In September 1999, the last three seasons of Xuxa Park commenced. The stage and all elements were redesigned. The program began to be recorded in Projac, in a bigger area than the theater space, and the whole studio space was used, leaving only lateral access. The scene had again a futuristic style, and its design was based on a
new millennium.

==== Flash fire and cancellation ====

On 11 January 2001, an electrical fire occurred during the filming of an episode's outro sequence, igniting the set starting with Xuxa's spaceship. This fire injured four: two children and the two men who rescued them. The program was put on hiatus and ultimately canceled due to the incident, with eight unaired episodes recorded prior never airing out of respect to the children traumatized by the fire.

=== Format ===
Xuxa Park consisted of mixed games, musical numbers, and cartoons, divided into up to eight blocks depending on the content. The duration varied over the years from two to four hours. In January 1995, Xuxa Park began to share Saturday mornings with the children's TV Colosso (1993), airing from 10:45. In April 1995, the time had been changed to 9:50 a.m.; and in July 1996, the program was being transmitted from 8 a.m.

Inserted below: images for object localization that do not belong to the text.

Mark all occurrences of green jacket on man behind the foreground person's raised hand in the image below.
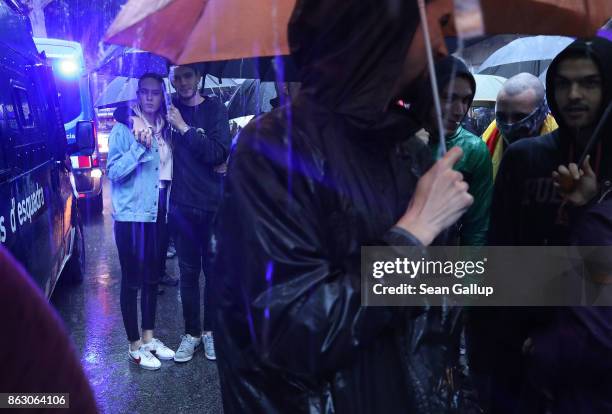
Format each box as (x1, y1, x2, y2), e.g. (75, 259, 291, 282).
(429, 127, 493, 246)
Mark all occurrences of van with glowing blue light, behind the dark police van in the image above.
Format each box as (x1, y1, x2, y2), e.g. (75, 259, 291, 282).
(34, 37, 103, 212)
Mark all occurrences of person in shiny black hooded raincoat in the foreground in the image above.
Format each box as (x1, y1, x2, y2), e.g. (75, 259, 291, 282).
(213, 0, 472, 414)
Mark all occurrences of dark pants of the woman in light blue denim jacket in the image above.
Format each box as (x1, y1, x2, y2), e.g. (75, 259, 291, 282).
(115, 190, 166, 342)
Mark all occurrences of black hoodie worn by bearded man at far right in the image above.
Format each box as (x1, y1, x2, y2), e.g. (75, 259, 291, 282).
(489, 38, 612, 246)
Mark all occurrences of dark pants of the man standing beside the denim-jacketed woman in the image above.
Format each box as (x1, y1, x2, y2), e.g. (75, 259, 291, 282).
(171, 206, 215, 337)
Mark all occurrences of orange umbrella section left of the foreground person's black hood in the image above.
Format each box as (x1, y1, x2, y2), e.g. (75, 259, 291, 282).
(105, 0, 295, 64)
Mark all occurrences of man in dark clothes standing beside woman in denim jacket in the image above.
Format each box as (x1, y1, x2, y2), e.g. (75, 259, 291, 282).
(168, 65, 230, 362)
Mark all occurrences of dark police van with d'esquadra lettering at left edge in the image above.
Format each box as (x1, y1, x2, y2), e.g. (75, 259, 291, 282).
(0, 0, 95, 297)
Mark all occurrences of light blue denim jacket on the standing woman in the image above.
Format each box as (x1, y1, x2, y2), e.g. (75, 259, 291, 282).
(106, 122, 159, 223)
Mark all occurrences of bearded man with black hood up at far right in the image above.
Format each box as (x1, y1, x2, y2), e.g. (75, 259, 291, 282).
(470, 38, 612, 413)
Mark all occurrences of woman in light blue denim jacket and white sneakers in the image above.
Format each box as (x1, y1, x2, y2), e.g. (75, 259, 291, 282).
(107, 73, 174, 370)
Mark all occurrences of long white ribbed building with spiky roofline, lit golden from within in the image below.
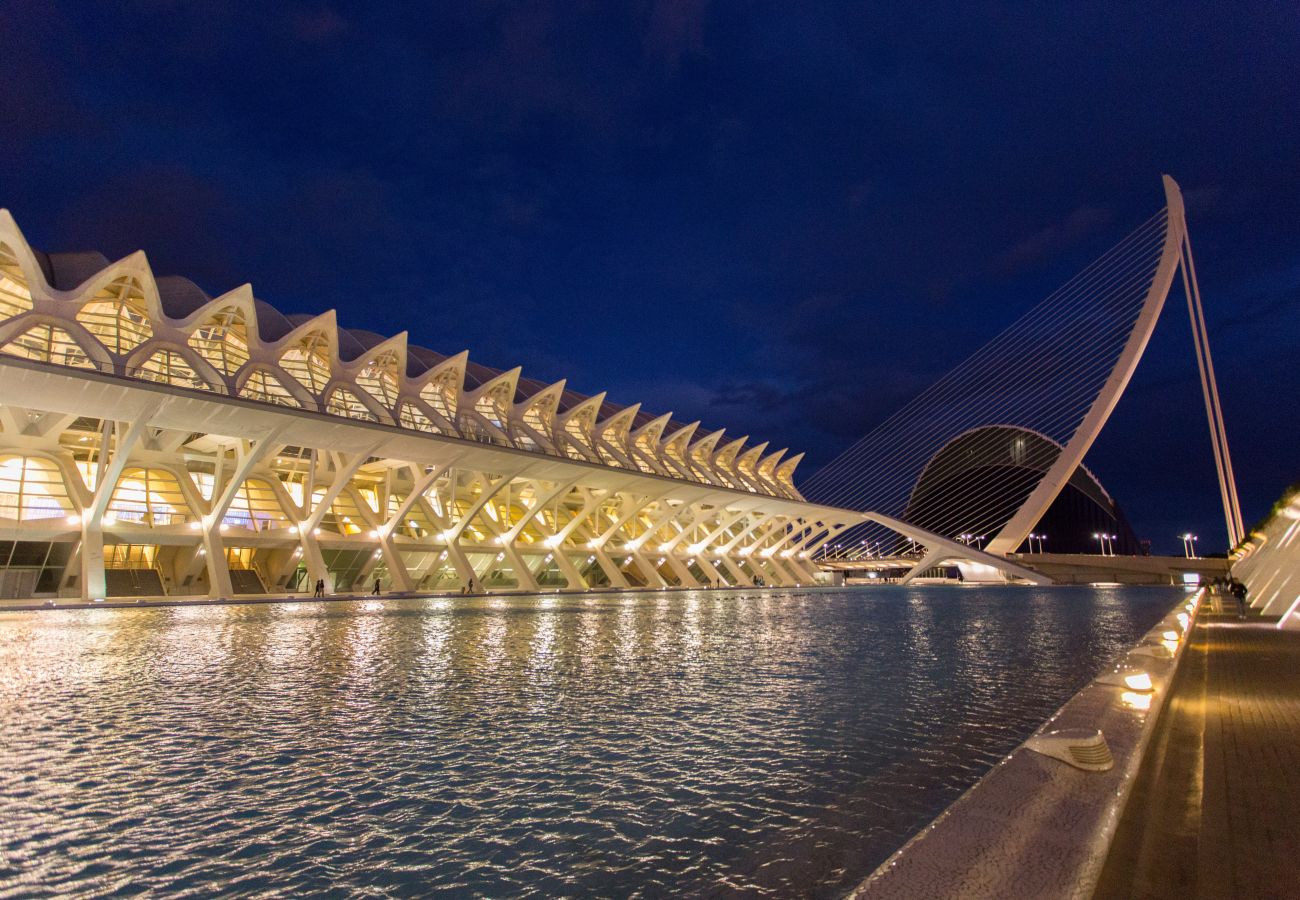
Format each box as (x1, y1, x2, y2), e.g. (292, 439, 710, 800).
(0, 212, 878, 600)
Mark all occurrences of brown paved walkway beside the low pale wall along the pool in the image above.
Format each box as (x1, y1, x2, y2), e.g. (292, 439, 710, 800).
(1097, 598, 1300, 900)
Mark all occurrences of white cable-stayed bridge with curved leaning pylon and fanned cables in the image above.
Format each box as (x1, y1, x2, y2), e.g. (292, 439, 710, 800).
(801, 176, 1244, 580)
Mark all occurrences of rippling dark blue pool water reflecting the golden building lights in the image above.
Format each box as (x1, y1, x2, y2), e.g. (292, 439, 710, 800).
(0, 587, 1180, 896)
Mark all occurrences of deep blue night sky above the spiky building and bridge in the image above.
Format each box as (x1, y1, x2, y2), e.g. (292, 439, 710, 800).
(0, 0, 1300, 551)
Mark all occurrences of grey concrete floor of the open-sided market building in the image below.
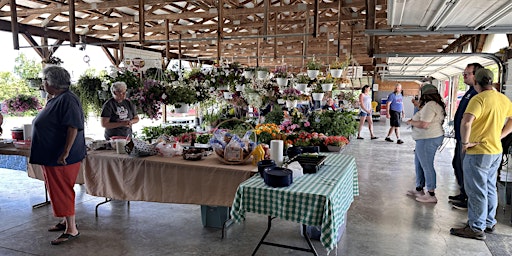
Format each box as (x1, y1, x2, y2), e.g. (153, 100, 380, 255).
(0, 121, 512, 256)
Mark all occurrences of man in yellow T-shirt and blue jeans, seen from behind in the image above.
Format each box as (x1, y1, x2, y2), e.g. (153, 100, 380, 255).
(450, 69, 512, 240)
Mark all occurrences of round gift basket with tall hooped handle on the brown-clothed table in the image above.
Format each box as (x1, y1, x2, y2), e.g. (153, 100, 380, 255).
(210, 119, 256, 164)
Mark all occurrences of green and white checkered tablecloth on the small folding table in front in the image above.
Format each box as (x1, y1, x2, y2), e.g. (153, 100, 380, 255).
(231, 154, 359, 250)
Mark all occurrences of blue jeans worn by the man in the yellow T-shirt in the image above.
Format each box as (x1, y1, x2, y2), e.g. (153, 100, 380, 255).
(462, 154, 501, 231)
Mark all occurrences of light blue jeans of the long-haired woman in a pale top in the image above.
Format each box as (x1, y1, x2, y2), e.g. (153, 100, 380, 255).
(414, 136, 444, 190)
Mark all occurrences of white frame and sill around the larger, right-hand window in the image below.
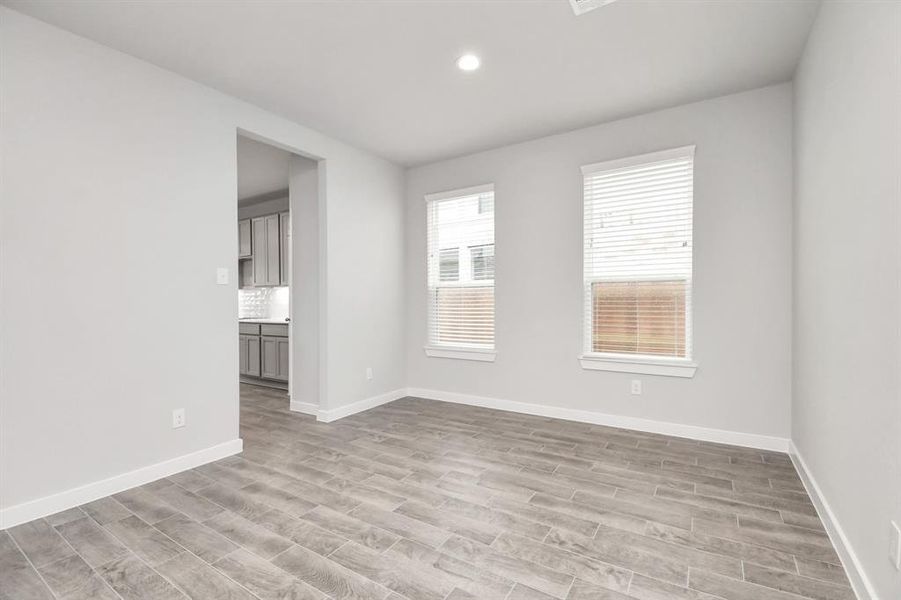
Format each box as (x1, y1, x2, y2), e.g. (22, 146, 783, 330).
(579, 145, 698, 378)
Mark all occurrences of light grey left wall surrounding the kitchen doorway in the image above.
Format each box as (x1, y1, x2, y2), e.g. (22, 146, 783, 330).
(0, 8, 404, 509)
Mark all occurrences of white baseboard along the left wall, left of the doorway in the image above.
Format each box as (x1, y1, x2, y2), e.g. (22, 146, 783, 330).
(0, 438, 244, 529)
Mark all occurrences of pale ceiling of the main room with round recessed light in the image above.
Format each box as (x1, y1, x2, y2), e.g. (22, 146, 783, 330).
(3, 0, 818, 165)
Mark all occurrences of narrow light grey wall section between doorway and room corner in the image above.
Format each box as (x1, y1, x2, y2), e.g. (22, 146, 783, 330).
(320, 152, 406, 410)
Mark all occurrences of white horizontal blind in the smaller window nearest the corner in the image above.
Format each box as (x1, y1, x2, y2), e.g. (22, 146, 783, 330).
(426, 185, 494, 350)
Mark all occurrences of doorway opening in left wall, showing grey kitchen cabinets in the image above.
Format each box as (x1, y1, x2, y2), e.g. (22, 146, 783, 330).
(237, 133, 319, 428)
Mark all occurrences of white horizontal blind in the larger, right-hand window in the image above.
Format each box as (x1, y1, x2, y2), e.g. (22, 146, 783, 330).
(582, 146, 694, 360)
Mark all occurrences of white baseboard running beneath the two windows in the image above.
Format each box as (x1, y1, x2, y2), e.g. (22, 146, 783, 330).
(407, 388, 789, 452)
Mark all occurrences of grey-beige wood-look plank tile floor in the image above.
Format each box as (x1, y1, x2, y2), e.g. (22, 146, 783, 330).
(0, 386, 854, 600)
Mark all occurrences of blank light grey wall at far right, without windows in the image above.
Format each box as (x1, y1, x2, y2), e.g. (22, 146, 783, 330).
(792, 2, 901, 600)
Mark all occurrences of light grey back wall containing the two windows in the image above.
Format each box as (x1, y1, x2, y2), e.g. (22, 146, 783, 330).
(407, 85, 792, 438)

The opening block, Xuxa Park, was dedicated to cartoons. The second and third blocks were dedicated to games. In the first two seasons, competitions were between schools in the city of Rio de Janeiro. The 1996 season is the only one where boys and girls competed. In the end of the third block, the Pequenas Crianças, Grandes Talentos, showed children from all over the Brazil, dancing or showing some skill. it always had variations in its formatting, but it always ended with the talk show Canta, Brasil, in which Xuxa interviewed a Brazilian idol each week. The fifth block was dedicated again to final tests ending the games sequence. In the sixth and seventh blocks, the program had the Xuxa Hits, Music charts with the singers and the songs played most often throughout the season. These blocks would later become Planeta Xuxa.

=== Cast ===
In the same way as the previous programs, the cast included Paquitas and the twins Roberta and Mariana Richard, the Irmãs Metralha; and the actor Armando Moraes who played the Praga character, a male turtle that irritated the presenter gained a new character, an elf that guarded the abandoned mine where the amusement park was hidden during the first seasons. He resurrected Praga during the 1996 season when the presenter celebrated her 10 years on Rede Globo. However, in the following season, he did not appear. Another character that reappeared from the presenter's old programs was the doll "Moderninho" manipulated by Reinaldo Weismann, who helped the presenter in reading the audience's letters and acted during the 1997 season when the presenter was pregnant as her personal assistant and came back later interacting with the public and helping the presenter at times. In the two last seasons Weismann acted along with the actress Marisa Leal to give life to the siblings Xuxinha and Guto. A specific character created for the show was Gênio Eugênio (Paolo Pacelli), who also later disappeared. In the final seasons, Xuxa even gained the support of dancer Adriana Bombom, who was moved from Planeta Xuxa to Xuxa Park to help the Paquitas after some members had left the group. Along all the eight seasons, Xuxa gained support from some former Paquitas members, as Andreia Sorvetão and Andreia Faria recorded some specific external segments of the program, such as visits to museums, musical events, theater performances, or municipal parks. Sometimes they acted as backstage correspondents of the show itself and the Agendinha (Calendar) block in which the cultural events of the week in question were announced.

== Bibliography ==
- Dicionário da TV Globo (Vol. 1 - Dramaturgia e Entretenimento) - Categoria Entretenimento: page. 748 / Jorge Zahar Editora, Rio de Janeiro.